All of the 50 vessels can use the same QoS profile, see below config.
ip access-list extended Example
permit ip any 172.16.10.0 0.0.0.255
class-map match-all Example
match access-group name Example
policy-map Example-Priority-Child
class Example
bandwidth remaining percent 80
queue-limit 2000 ms
class class-default
bandwidth remaining percent 20
queue-limit 2000 ms
policy-map Example-Priority
class class-default
shape average 200000
service-policy Example-Priority-Child
I would like to applie this to all of the 50 GRE tunnels, however i have one thing i am not sure about.
Will the 50 GRE tunnels share the same 200Kbits bandwidth pool, or will QoS handle it per tunnel and each tunnel will have its own 200Kbits bandwidth pool ?
Hope its the last one, otherwise i will need to create a separate class map for each GRE tunnnel so each GRE tunnel will have its own 200Kbis bandwidth pool.
Thanks in advance.
JP
Solved! Go to Solution.
01-12-2017 07:18 AM
It depends on interface the policy is applied. If applied to tunnels (as you note), bandwidth shaping would apply to just that tunnel. If applied to physical interface tunnels egress, policy, and any shaping, would apply to traffic egressing that interface.
BTW, on some devices, you can have a service policy on both the tunnel and the physical interface. If supported this can be handy to deal with destination bandwidth limitations, for each tunnel, and for local egress interface bandwidth limitations for all aggregate tunnel traffic.
01-12-2017 07:18 AM
It depends on interface the policy is applied. If applied to tunnels (as you note), bandwidth shaping would apply to just that tunnel. If applied to physical interface tunnels egress, policy, and any shaping, would apply to traffic egressing that interface.
BTW, on some devices, you can have a service policy on both the tunnel and the physical interface. If supported this can be handy to deal with destination bandwidth limitations, for each tunnel, and for local egress interface bandwidth limitations for all aggregate tunnel traffic.
01-12-2017 07:38 AM
Thank you for the quick reply.
So if i understand correctly, i apply the same policy on 50 different GRE tunnels which are on the same router configured the policy will handle each tunnel separately and each tunnel will have a 200 Kbits speed limit ?
So not all GRE tunnels will share the same 200 Kbits limit, because this will give an issue when 3 tunnels use the full 200 Kbits the remaining 47 tunnels will have not bandwidth...
01-16-2017 04:45 PM
So, as Joseph said, if you apply the policy to a single tunnel interface then the traffic that pertains to that tunnel will be shaped to 200Kb.
If every tunnel has the same policy configuration then, assuming you have sufficient overall bandwidth on your link, every tunnel will be shaped individually to 200Kb.

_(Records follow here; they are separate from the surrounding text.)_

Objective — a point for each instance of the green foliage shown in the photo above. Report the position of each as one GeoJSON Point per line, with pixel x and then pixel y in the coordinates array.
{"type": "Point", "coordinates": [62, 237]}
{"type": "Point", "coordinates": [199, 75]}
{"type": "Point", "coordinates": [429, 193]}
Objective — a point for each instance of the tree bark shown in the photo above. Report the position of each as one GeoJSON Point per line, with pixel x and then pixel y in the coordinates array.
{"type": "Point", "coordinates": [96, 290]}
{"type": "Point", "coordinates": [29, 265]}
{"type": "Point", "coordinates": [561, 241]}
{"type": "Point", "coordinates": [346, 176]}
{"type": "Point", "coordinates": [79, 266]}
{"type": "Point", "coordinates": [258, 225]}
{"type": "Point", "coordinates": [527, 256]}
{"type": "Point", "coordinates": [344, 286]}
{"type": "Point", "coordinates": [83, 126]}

If you have don't have 50*200Kb available on the link then some tunnels might be starved of bandwidth as they are trying to communicate.
01-17-2017 12:59 AM
Thank you for confirming, I also ran a test in VIRL with multiple tunnels and Iperf and saw all the tunnels were getting the 200k.
Overall bandwidth is no problem, these tunnels are only used as backup for when VSAT goes down.
Thanks again!
Discover and save your favorite ideas. Come back to expert answers, step-by-step guides, recent topics, and more.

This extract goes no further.